Getting on “TRAQ” to Sound Tree Management!
By: Nathan Schuettpelz, ISA Certified Arborist/Municipal Specialist WI-0887AM
There is a level of risk associated with the trees on your property. There, I said it.
Sometimes we, especially Arborists, lose ourselves enjoying the beauty and benefits that trees provide. Trees are good, they are beautiful, and they provide us with many tangible and intangible benefits. We need to recognize that in the presence of trees there is a risk to the people, the structures, and the use of the property. As tree owners, your duty is to ensure that the trees on your property do not become an unacceptable risk to their surrounding environments. As risk assessors, our duty is to communicate with you the risks involved with your trees, the targets impacted in the event of tree or tree part failure, and the likelihood and severity of such an event. We also must provide you with recommended management options that result in an acceptable level of risk. Enter the TRAQ process.
TRAQ, or Tree Risk Assessment Qualification, is an educational opportunity provided through the International Society of Arboriculture.
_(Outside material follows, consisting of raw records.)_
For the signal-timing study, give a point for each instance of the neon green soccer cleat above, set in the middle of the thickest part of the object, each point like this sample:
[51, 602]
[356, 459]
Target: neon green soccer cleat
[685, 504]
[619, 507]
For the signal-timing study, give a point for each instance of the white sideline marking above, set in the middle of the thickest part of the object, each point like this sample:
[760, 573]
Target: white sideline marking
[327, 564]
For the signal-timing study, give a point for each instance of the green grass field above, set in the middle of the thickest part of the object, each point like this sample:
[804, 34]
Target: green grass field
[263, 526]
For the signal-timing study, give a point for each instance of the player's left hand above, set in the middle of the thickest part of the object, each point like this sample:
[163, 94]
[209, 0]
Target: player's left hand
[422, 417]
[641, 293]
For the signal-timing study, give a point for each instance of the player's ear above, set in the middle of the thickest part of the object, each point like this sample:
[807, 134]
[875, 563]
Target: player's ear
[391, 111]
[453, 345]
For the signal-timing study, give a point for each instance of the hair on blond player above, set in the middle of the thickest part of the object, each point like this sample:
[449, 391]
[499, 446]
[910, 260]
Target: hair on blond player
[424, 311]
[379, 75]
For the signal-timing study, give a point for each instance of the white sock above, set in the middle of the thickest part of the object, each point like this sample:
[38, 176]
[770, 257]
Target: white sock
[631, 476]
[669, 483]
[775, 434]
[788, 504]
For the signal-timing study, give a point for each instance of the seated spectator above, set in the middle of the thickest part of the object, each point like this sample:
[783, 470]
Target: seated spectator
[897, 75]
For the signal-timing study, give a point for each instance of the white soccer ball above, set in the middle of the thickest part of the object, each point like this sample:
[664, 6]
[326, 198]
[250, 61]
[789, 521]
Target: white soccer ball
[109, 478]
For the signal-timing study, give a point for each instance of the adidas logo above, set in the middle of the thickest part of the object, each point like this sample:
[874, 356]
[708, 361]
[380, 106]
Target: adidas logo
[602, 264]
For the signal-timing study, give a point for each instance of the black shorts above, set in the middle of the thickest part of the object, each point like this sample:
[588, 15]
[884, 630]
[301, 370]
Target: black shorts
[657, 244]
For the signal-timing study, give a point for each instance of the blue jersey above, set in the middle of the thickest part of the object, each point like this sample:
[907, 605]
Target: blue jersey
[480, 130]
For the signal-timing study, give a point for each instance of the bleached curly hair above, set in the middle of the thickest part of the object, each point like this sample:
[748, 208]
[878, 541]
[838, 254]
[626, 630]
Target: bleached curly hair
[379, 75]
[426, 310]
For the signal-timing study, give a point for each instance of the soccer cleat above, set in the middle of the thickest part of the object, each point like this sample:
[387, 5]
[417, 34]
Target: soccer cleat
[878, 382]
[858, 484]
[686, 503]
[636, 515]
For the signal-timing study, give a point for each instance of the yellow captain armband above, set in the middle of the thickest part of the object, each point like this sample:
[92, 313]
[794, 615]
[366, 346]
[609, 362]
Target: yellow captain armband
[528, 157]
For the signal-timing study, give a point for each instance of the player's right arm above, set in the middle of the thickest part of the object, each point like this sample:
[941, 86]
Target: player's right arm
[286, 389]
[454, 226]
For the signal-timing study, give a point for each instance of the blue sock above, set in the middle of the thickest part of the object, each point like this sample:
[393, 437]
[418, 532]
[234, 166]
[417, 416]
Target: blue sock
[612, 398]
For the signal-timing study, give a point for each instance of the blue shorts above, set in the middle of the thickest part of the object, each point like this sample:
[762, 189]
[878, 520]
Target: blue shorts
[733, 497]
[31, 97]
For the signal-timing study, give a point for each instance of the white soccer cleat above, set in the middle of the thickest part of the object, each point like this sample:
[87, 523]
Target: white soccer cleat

During the course Arborists learn how to systematically and defensibly assess the risk level associated with trees. Wachtel Tree Science is proud to have two of our consulting arborists qualified in tree risk assessment.
So how does tree risk assessment apply to real world situations? Let us examine my property as an example. My wife and I recently purchased a house on the north side of Hartford, WI. Our front yard is adorned by a majestic Norway Maple, one of the largest I have ever seen. In the fall, it glows with brilliant amber and yellow-hued leaves. It is so large it can be viewed clearly from the other side of town. The problem is that the structure of the tree leaves something to be desired. Two very sizeable co-dominant stems split from the trunk just 8 feet above ground level. One stem leans over my house, the other over my neighbors. I would normally assess the tree to be of an unacceptable level of risk but a prior property owner recognized the problem and had support cables installed between the co-dominant stems. These cables help support the weight of each stem and the likelihood of their failure is very low, which is acceptable to my wife and I. We have kept the tree and enjoy the splendor it provides year round!